The fastest way in 2026 is LaunchFast filtered to Gold Supplier + Trade Assurance, which cuts the default Alibaba search results by roughly 80% and gives you a scored shortlist. The outreach skill wraps this in a one-line chat command: "find suppliers for [product]." Without LaunchFast, you can use Alibaba's native filters but you will spend more time weeding out suppliers with unrealistic MOQs or no trade assurance.

How long does Alibaba outreach take with automation?

A typical first outreach round (find 5-10 suppliers, send 3-5 personalized inquiries) takes 10-15 minutes of human time once you have Alibaba logged in and Chrome with the Claude extension ready. Without automation, the same round takes 60-90 minutes of clicking and copy-pasting. Negotiation rounds (check replies, draft counter, send reply) take 2-3 minutes each, mostly waiting for you to approve the draft.

Is it safe to automate Alibaba messages?

The skill uses your real Chrome session via the official Claude in Chrome extension — it does not bypass Alibaba's contact form. That means you stay within Alibaba's terms of service, you keep your account reputation, and Alibaba's anti-bot signals do not flag you. The skill's OpenClaw security audit reports "Suspicious" because it automates Chrome and writes to local files; that is a "review the source before installing" flag, not a malware flag. Read the SKILL.md before installing, the same way you would read a package.json before npm install.

Can I customize the outreach message template?

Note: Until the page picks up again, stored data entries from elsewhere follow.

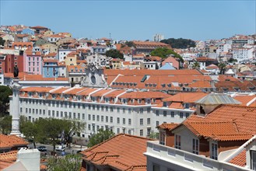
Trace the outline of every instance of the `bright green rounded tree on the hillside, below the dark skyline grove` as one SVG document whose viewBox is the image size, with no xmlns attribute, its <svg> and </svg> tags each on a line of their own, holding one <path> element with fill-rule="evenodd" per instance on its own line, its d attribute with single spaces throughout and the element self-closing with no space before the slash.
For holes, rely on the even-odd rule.
<svg viewBox="0 0 256 171">
<path fill-rule="evenodd" d="M 180 54 L 177 54 L 171 49 L 166 47 L 158 47 L 150 53 L 152 56 L 159 56 L 160 58 L 167 58 L 169 55 L 174 55 L 174 58 L 179 58 L 181 62 L 184 62 Z"/>
</svg>

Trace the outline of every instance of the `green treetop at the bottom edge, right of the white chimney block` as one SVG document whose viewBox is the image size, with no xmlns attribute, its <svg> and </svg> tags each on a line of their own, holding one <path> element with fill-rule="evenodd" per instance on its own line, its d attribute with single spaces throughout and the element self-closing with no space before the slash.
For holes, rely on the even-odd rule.
<svg viewBox="0 0 256 171">
<path fill-rule="evenodd" d="M 65 155 L 64 157 L 48 158 L 47 170 L 51 171 L 80 171 L 82 166 L 82 156 L 79 154 Z"/>
</svg>

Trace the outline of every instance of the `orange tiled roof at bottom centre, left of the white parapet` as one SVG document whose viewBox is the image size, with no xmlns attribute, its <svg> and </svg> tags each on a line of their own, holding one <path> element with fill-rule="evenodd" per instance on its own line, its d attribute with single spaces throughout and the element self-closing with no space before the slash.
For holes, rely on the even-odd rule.
<svg viewBox="0 0 256 171">
<path fill-rule="evenodd" d="M 146 142 L 148 138 L 117 134 L 99 145 L 81 152 L 83 159 L 96 166 L 109 166 L 118 170 L 146 170 Z"/>
</svg>

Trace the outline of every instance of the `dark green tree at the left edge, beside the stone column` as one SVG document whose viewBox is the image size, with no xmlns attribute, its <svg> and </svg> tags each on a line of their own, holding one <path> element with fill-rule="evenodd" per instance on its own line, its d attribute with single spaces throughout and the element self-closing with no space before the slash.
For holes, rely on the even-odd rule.
<svg viewBox="0 0 256 171">
<path fill-rule="evenodd" d="M 0 117 L 8 115 L 9 96 L 12 95 L 12 89 L 8 86 L 0 86 Z"/>
</svg>

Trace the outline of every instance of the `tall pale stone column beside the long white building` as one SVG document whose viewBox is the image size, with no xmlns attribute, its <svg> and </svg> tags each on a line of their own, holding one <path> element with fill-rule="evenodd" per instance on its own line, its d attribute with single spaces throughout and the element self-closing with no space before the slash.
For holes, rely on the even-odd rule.
<svg viewBox="0 0 256 171">
<path fill-rule="evenodd" d="M 15 134 L 20 137 L 19 132 L 19 89 L 22 86 L 19 85 L 19 79 L 13 79 L 13 83 L 11 85 L 12 88 L 12 106 L 10 109 L 10 114 L 12 115 L 12 132 L 11 134 Z"/>
</svg>

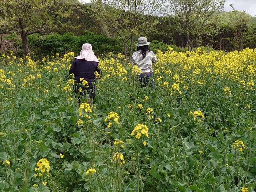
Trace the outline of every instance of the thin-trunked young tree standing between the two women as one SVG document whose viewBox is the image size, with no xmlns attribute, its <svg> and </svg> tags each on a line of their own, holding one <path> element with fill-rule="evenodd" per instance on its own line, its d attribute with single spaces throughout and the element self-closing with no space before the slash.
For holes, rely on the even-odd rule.
<svg viewBox="0 0 256 192">
<path fill-rule="evenodd" d="M 164 0 L 92 0 L 101 20 L 124 42 L 125 58 L 131 62 L 137 37 L 157 31 L 154 15 L 161 11 Z M 128 58 L 129 57 L 129 58 Z"/>
</svg>

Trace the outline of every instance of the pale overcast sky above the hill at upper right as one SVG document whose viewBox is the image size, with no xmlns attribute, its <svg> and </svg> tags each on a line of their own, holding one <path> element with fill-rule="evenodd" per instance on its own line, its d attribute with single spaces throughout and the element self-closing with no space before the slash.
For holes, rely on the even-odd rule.
<svg viewBox="0 0 256 192">
<path fill-rule="evenodd" d="M 86 3 L 91 2 L 90 0 L 83 1 Z M 256 16 L 256 0 L 226 0 L 224 11 L 233 11 L 232 7 L 229 6 L 231 3 L 233 3 L 235 10 L 246 11 L 251 16 Z"/>
</svg>

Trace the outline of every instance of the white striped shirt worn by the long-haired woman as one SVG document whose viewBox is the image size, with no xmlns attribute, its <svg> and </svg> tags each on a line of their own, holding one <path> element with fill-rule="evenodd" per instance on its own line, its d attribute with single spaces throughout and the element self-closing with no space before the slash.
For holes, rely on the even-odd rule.
<svg viewBox="0 0 256 192">
<path fill-rule="evenodd" d="M 157 61 L 157 57 L 152 51 L 147 51 L 146 57 L 143 59 L 143 55 L 140 54 L 141 50 L 138 50 L 132 54 L 132 67 L 138 65 L 138 68 L 141 69 L 142 73 L 151 73 L 153 74 L 152 62 Z"/>
</svg>

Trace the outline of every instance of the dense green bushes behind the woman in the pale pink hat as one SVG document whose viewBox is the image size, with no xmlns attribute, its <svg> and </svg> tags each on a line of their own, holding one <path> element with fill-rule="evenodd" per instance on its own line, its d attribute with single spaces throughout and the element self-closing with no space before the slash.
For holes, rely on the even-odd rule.
<svg viewBox="0 0 256 192">
<path fill-rule="evenodd" d="M 109 38 L 105 35 L 94 35 L 93 33 L 86 32 L 87 35 L 75 36 L 73 33 L 65 33 L 60 35 L 53 33 L 41 36 L 39 34 L 29 35 L 28 39 L 30 46 L 36 54 L 40 53 L 43 56 L 55 55 L 55 53 L 80 53 L 82 45 L 89 43 L 93 46 L 93 51 L 97 55 L 108 52 L 118 53 L 123 49 L 123 44 L 118 38 Z M 40 51 L 40 52 L 39 52 Z"/>
</svg>

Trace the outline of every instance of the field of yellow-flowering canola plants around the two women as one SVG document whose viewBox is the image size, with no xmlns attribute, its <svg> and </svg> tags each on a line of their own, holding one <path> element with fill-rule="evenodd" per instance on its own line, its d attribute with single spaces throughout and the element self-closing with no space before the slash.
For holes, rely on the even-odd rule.
<svg viewBox="0 0 256 192">
<path fill-rule="evenodd" d="M 109 53 L 78 103 L 74 53 L 2 54 L 1 191 L 255 191 L 256 49 L 156 56 L 154 90 Z"/>
</svg>

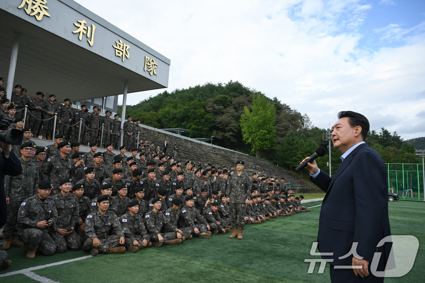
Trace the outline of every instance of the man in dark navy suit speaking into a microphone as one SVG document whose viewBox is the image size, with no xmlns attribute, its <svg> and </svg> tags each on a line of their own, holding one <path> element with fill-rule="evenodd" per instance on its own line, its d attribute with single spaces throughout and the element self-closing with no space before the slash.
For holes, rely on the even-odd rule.
<svg viewBox="0 0 425 283">
<path fill-rule="evenodd" d="M 391 235 L 388 179 L 382 157 L 364 142 L 368 131 L 365 116 L 341 111 L 332 126 L 334 147 L 343 153 L 334 177 L 320 170 L 315 161 L 307 166 L 310 180 L 326 192 L 317 241 L 322 258 L 331 264 L 332 282 L 384 281 L 370 271 L 375 252 L 382 252 L 377 271 L 384 271 L 391 250 L 391 243 L 377 247 Z"/>
</svg>

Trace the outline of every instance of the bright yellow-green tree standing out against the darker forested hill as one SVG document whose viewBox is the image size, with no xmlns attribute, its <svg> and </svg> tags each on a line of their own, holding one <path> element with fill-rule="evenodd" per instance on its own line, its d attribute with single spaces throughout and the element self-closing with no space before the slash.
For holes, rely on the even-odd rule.
<svg viewBox="0 0 425 283">
<path fill-rule="evenodd" d="M 252 99 L 251 110 L 244 106 L 240 125 L 244 142 L 251 144 L 252 152 L 258 157 L 261 150 L 275 142 L 276 110 L 274 103 L 261 93 Z"/>
</svg>

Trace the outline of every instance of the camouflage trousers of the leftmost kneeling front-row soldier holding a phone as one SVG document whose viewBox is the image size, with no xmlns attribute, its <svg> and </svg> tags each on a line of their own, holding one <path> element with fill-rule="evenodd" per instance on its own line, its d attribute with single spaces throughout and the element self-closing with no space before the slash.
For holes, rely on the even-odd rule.
<svg viewBox="0 0 425 283">
<path fill-rule="evenodd" d="M 19 238 L 21 241 L 28 244 L 28 249 L 36 249 L 44 255 L 54 255 L 56 252 L 56 243 L 48 234 L 47 229 L 20 229 Z"/>
</svg>

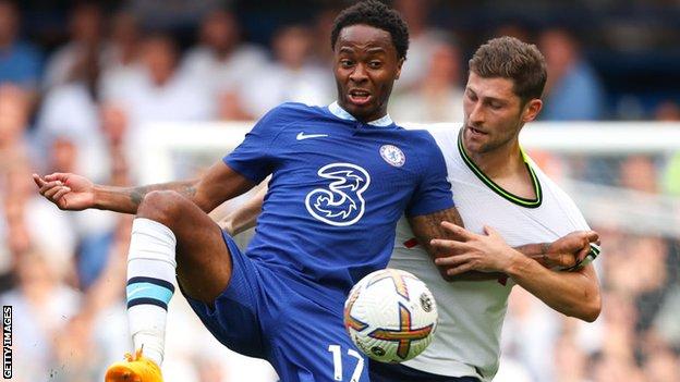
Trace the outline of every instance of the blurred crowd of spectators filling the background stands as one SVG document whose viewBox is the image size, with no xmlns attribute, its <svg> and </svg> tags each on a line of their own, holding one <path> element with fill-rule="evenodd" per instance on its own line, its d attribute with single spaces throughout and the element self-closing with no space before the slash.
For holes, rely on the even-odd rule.
<svg viewBox="0 0 680 382">
<path fill-rule="evenodd" d="M 24 38 L 15 2 L 0 0 L 0 300 L 14 307 L 19 382 L 99 380 L 105 367 L 130 349 L 123 291 L 132 217 L 59 211 L 37 194 L 32 172 L 76 172 L 99 183 L 133 185 L 138 136 L 151 122 L 252 121 L 283 101 L 335 99 L 329 35 L 337 8 L 279 26 L 263 46 L 244 38 L 242 21 L 228 8 L 206 8 L 186 44 L 171 29 L 146 25 L 154 2 L 143 3 L 147 7 L 113 11 L 76 3 L 68 41 L 45 49 Z M 212 3 L 219 2 L 206 1 Z M 394 5 L 410 25 L 411 48 L 390 101 L 391 116 L 462 121 L 466 50 L 460 38 L 432 26 L 432 10 L 422 2 L 397 0 Z M 545 54 L 544 120 L 632 115 L 612 110 L 607 89 L 569 30 L 529 32 L 509 24 L 489 33 L 495 35 L 533 41 Z M 680 121 L 680 107 L 665 100 L 642 116 Z M 548 170 L 555 163 L 538 157 Z M 595 165 L 600 171 L 588 171 L 592 165 L 579 160 L 571 164 L 578 171 L 569 175 L 584 181 L 602 181 L 604 172 L 610 185 L 680 195 L 680 155 L 616 158 Z M 498 380 L 680 379 L 678 237 L 594 229 L 604 243 L 597 259 L 603 315 L 583 324 L 515 288 Z M 221 349 L 181 297 L 174 300 L 169 382 L 276 380 L 271 369 Z"/>
</svg>

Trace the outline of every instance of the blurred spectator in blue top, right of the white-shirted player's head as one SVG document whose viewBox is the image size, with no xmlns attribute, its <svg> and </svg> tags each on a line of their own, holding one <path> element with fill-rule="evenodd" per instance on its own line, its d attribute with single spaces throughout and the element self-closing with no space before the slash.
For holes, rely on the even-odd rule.
<svg viewBox="0 0 680 382">
<path fill-rule="evenodd" d="M 604 88 L 578 41 L 564 29 L 547 29 L 539 36 L 539 46 L 548 69 L 543 119 L 603 119 Z"/>
</svg>

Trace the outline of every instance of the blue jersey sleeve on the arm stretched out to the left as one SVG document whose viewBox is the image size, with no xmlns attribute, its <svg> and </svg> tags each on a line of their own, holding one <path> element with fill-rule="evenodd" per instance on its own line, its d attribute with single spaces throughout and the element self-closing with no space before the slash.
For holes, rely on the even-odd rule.
<svg viewBox="0 0 680 382">
<path fill-rule="evenodd" d="M 276 137 L 287 124 L 281 107 L 271 109 L 245 135 L 245 139 L 222 161 L 241 175 L 259 183 L 274 172 Z"/>
</svg>

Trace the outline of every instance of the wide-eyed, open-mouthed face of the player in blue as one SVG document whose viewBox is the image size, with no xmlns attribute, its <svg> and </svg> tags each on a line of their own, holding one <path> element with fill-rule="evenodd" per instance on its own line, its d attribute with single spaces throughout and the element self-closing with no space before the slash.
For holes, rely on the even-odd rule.
<svg viewBox="0 0 680 382">
<path fill-rule="evenodd" d="M 344 27 L 336 41 L 333 59 L 338 103 L 363 122 L 385 116 L 403 63 L 390 34 L 363 24 Z"/>
</svg>

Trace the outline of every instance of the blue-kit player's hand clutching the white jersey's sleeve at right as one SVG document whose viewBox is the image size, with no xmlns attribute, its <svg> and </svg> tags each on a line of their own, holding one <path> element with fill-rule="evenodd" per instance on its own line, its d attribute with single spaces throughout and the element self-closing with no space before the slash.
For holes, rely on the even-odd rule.
<svg viewBox="0 0 680 382">
<path fill-rule="evenodd" d="M 548 268 L 578 264 L 591 251 L 591 243 L 599 244 L 599 234 L 595 231 L 574 231 L 558 238 L 547 247 L 545 259 Z"/>
</svg>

Yes. The skill ships with a Style A (auto-generated, formula-driven) and a Style B (you write your own). To change the formula or add a third style, edit the skill source at ~/.openclaw/skills/alibaba-supplier-outreach/SKILL.md — the message template is in the section titled "Psychological Outreach Formula." Changes take effect on the next agent restart.

What does Alibaba supplier outreach cost?

The skill itself is free on ClawHub (open source, MIT-0 license). LaunchFast has a free tier of 5-10 supplier research queries per month, paid plans start around $49/month for higher volume. Claude in Chrome is included with a Claude subscription. The actual Alibaba messages are free (your account, your messages). Realistic cost for a sourcing run that contacts 5 suppliers and runs 3 negotiation rounds: $0 in tool costs if you stay under the LaunchFast free tier, $5-15 if you do not.

What if a supplier asks for a phone call?

The skill drafts the warm close ("Happy to jump on a call if that's easier") but does not place calls itself. If a supplier replies asking for a call, the agent logs it in conversation.md with stage call_requested and surfaces it in your daily summary. You schedule and take the call yourself; after the call, dictate the outcome to the agent ("Sheng Jie agreed to $1.27 if I commit to 1,000 units across two orders") and the skill updates the stage and the next reply draft accordingly.